Memory Leak - 5.6.13

A few weeks ago we upgraded our slaves to 5.6.13 from the last 5.6 release candidate version. This resolved one of the issues we were seeing in the RC version[1], but it appears to have introduced a memory leak. The leak is very small, but slowly used all available memory (these 128GB boxes), the buffer pool is 72GB.

So the servers were using all of the available memory and Linux would reap the process (oom-killer). It took a few weeks for this happen, it is small leak. We might not have even noticed the issue because mysqld is restarted. In our case we don’t start slave on restart since we want to verify data before we start replication again. Our monitoring triggered an alert and that is when we reviewed the memory use and system logs and found the oom-killer entry in /var/log/messages. This happened on all of the slaves that were on 5.6.13.

We have masters that have not been upgraded yet and they don’t appear to be having problem.

I found a couple of notes on the 5.6.14 that suggests there was a known memory leak, but they seem to suggest it is a continual issue:

[URL]https://bugs.launchpad.net/percona-server/+bug/1233294[/URL]

[URL]https://bugs.launchpad.net/percona-server/+bug/1167487[/URL]

Has anyone else seen this? Could the bugs listed above be the problem? If they are does that mean that each thread created leaks memory?

Workload varies for the slaves, some have read traffic while others do not, but they all leaked memory at nearly the same rate.

UPDATE - Tried two things in an attempt to resolve/reduce the memory leak.

1 - Turned off performance_schema, this did not change the memory leak pattern, but it did change (improve?) the overall memory usage. I made this change since users had reported a difference in memory usage then they migrated from 5.5 to 5.6

2 - Upgraded to 5.6.14 on some of the servers - This did not resolve the problem, but it might have slowed it.

Next test is to upgrade and disable the performance_schema on the same server, the initial tests were done in isolation.

I also forget to mention that we use the tcmalloc , so after the above test we will try alternate mallocs to rule that out. However all servers are using tcmalloc, so the only difference originally was the MySQL version and role.
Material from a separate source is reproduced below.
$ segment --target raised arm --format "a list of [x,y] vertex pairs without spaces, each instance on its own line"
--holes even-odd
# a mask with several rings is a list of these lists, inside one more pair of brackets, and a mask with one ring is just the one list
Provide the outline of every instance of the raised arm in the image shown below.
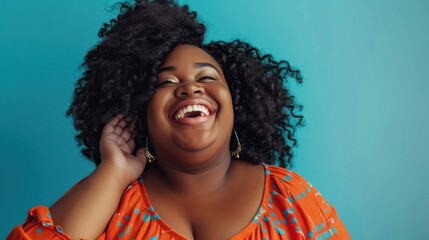
[[53,222],[73,239],[100,236],[123,191],[146,166],[143,148],[136,156],[131,154],[135,147],[133,127],[125,125],[121,115],[106,124],[100,139],[100,165],[50,208]]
The only other thing I can think of is that the replication code has the leak since it is only happening on slaves.

  • Aaron

[1] - [URL=“http://www.percona.com/forums/questions-discussions/mysql-and-percona-server/percona-server-5-6/10987-5-6-12rc-error-1756-slave-coordinator-replication”]http://www.percona.com/forums/questi...or-replication[/URL]

I come across the same problem at mysql-5.6.15, and I’m sure it is caused by replication of slave. when you execute stop slave sql_thread, the memory is come back , so it is caused by sql thread, I am working on it right now. do you have other information?

I have isolated one server that isn’t showing the same pattern. That server has two differences from other servers:

  • has slave_parallel_workers vs slave-parallel-workers (underscores vs. hyphens) which could be related to the leak mentioned in the release notes for 5.6.14
  • query cache is disabled

guyue.zql so you have been able to verify that stopping the sql_thread will free up the memory, but it will then leak again or does the restart stop it from happening again as well?

I am going to test this on our servers and see if I see the same results.

UPDATE - Stopping and restarting sql_thread did not free memory in my case. I have changed the config on another server to match the underscores on the server that doesn’t seem to have the problem. I am going to upgrade another server to 5.6.15 and see if the same behavior exists with no change to the config as well.

  • Aaron

HI, 5615 has the same problem in my case , besides , stop slave thread only free few memory , not all of it

HI, it is verified as a bug, please view [url]MySQL Bugs: #71197: mysql slave sql thread memory leak for detail information.

5.6.17 includes the bug fix that resolves this issue. We have upgraded and early indicators suggest for our use case the issue has been resolved.

  • Aaron